O Globo
O projeto do IR será o primeiro teste para
valer da possibilidade de haver uma dobradinha entre Haddad e Gleisi
Agora que o projeto que isenta do pagamento
de Imposto de Renda quem ganha até R$ 5 mil veio à luz, ficará mais claro seu
potencial de gerar a aprovação por que Lula anseia para chegar mais competitivo
à disputa pela reeleição, no ano que vem. Uma coisa é certa: de todos os tiros
dados até aqui, esse é o que tem mais chance de atingir o alvo, se o projeto
for bem explicado e calibrado.
Um acerto do relançamento da medida — que
havia sido confusa e equivocadamente anunciada com as medidas de ajuste fiscal
do ano passado — foi fazer uma contraposição clara e poderosa do ponto de vista
do convencimento: serão beneficiados 10 milhões de contribuintes com isenção ou
redução do IR para quem ganha até R$ 7 mil, ante apenas 141 mil que recebem
mais de R$ 50 mil por mês e pagarão mais imposto para compensar a perda de
arrecadação.
Números assim tão contrastantes tornam cristalino e de difícil contestação o conceito de justiça tributária, contra o qual nem a extrema direita consegue erguer a voz. Basta ver que, por enquanto, as críticas ao projeto foram tímidas e não repetiram o 7 x 1 que os bolsonaristas impõem normalmente ao governo no campo da comunicação digital. Isso, por si só, é uma evidência forte de que a medida pode ter o condão de mexer, sim, no ponteiro da popularidade perdida de Lula.
Mas há dificuldades pontuais no campo da
comunicação e, sobretudo, no cada dia mais pantanoso terreno da negociação
política. No primeiro, é preciso não errar, como tem acontecido em experiências
recentes, a mais desastrosa delas as medidas para fiscalizar o Pix. É preciso
repetir à exaustão o mantra dos “10 milhões contra 140 mil”, um slogan mais
potente que qualquer outro que um marqueteiro poderia bolar. E é preciso
explicar exatamente quem pagará mais, para evitar que a oposição leve medo a
profissionais liberais, acionistas de empresas e outras categorias com forte
poder de mobilização no Congresso.
Comunicar fácil, de forma ágil e sistemática
é necessário desde já, e não apenas nos dias em que o projeto estiver para ser
votado, até para evitar que seja esvaziado ou, ao contrário, estufado com
jabutis pelos deputados e senadores.
E aqui já adentramos o pântano da política.
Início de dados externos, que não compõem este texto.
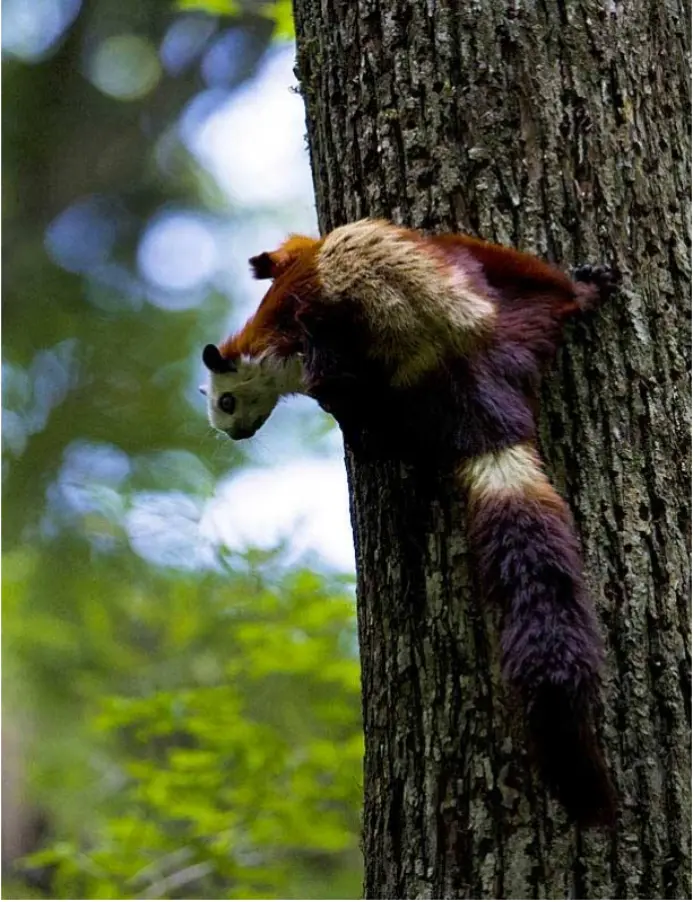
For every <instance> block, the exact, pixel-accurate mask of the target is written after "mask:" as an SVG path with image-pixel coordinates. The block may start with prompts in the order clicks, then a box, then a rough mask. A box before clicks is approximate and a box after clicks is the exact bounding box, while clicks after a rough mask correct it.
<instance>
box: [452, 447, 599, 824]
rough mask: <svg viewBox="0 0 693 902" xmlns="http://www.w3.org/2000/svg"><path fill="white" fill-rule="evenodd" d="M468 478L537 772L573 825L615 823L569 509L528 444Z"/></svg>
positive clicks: (581, 587) (585, 606)
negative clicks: (598, 718)
mask: <svg viewBox="0 0 693 902" xmlns="http://www.w3.org/2000/svg"><path fill="white" fill-rule="evenodd" d="M462 478H463V482H464V484H465V487H466V489H467V492H468V495H469V510H470V538H471V542H472V545H473V548H474V550H475V552H476V558H477V562H478V565H479V568H480V576H481V579H482V583H483V585H484V588H485V590H486V591H487V593H488V594H489V596H490V597H493V598H495V599H498V601H499V602H501V603H502V605H503V610H504V623H503V632H502V638H501V643H502V655H503V671H504V675H505V677H506V678H507V679H508V680H509V682H510V683H511V684H512V685H513V686H514V687H515V688H516V690H517V691H518V693H519V695H520V697H521V699H522V702H523V704H524V707H525V712H526V717H527V722H528V726H529V733H530V741H531V747H532V750H533V752H534V756H535V758H536V761H537V764H538V766H539V768H540V772H541V774H542V776H543V779H544V780H545V781H546V783H547V785H548V786H549V788H550V790H551V791H552V793H553V794H554V795H555V796H556V797H557V798H558V799H559V801H560V802H561V803H562V804H563V805H564V806H565V808H566V809H567V811H568V813H569V815H570V816H571V817H572V818H573V819H575V820H576V821H578V822H579V823H581V824H583V825H590V824H598V823H608V822H610V821H611V820H612V819H613V809H614V795H613V789H612V786H611V782H610V779H609V776H608V773H607V770H606V766H605V762H604V759H603V757H602V754H601V751H600V749H599V746H598V745H597V741H596V737H595V733H594V727H593V722H592V716H593V704H594V702H595V700H596V696H597V692H598V689H599V682H600V679H599V672H600V667H601V663H602V644H601V639H600V637H599V631H598V628H597V622H596V616H595V612H594V609H593V607H592V605H591V603H590V600H589V598H588V597H587V594H586V591H585V587H584V583H583V578H582V564H581V558H580V550H579V547H578V542H577V538H576V536H575V533H574V531H573V527H572V522H571V517H570V513H569V511H568V508H567V506H566V504H565V502H564V501H563V500H562V499H561V497H560V496H559V495H558V494H557V493H556V491H555V490H554V489H553V487H552V486H551V484H550V483H549V481H548V479H547V478H546V476H545V474H544V472H543V470H542V468H541V463H540V460H539V458H538V455H537V452H536V450H535V449H534V448H533V447H532V446H531V445H528V444H527V445H516V446H514V447H512V448H507V449H504V450H502V451H498V452H492V453H490V454H486V455H483V456H482V457H479V458H475V459H474V460H471V461H468V462H466V463H465V464H464V466H463V468H462Z"/></svg>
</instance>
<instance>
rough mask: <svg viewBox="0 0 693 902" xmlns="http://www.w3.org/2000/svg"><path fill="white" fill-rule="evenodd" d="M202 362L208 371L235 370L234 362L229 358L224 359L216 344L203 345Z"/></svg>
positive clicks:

Um dos efeitos da popularidade em baixa de Lula, como se sabe, é tornar cada
vez mais claudicante o apoio com que ele conta nas siglas que grosso modo se
convencionou reunir no Centrão. O penúltimo ano de mandato é aquele em que
esses partidos querem pegar tudo o que puderem sem, em troca, garantir que
estarão com Lula em 2026.
Para essa fome, ainda não inventaram Ozempic
que dê jeito, e a cada votação importante como essa a conta será alta, na forma
da cobrança das apetitosas emendas e dos açucarados cargos. O aperitivo desse
banquete já foi visto na votação do Orçamento —que, depois de meses parado,
saiu a toque de caixa nesta quinta-feira, mediante a promessa de uma lauta
liberação de guloseimas para os senhores parlamentares.
O projeto do IR será o primeiro teste para
valer da possibilidade de haver uma dobradinha entre Fernando Haddad e Gleisi
Hoffmann na negociação com o Congresso. Será até fácil, uma vez que se trata de
uma medida da Fazenda que a ministra e ex-presidente do PT consegue defender,
por ser voltada justamente para a base social histórica do partido e aquela
outra fatia que Lula precisa conquistar, a classe média.
Por fim, a eficácia da medida para ajudar a
reeleger Lula esbarra num problema: o tempo para ser sentida no bolso e surtir
efeito na economia. Como ficou para o terceiro ano do terceiro mandato, ela só
valerá para o ano-base de 2026, cuja declaração se dá depois das eleições. Será
um vale-presente, mais que uma entrega do governo. Por isso, a necessidade de
comunicar bem, logo e fácil é ainda maior.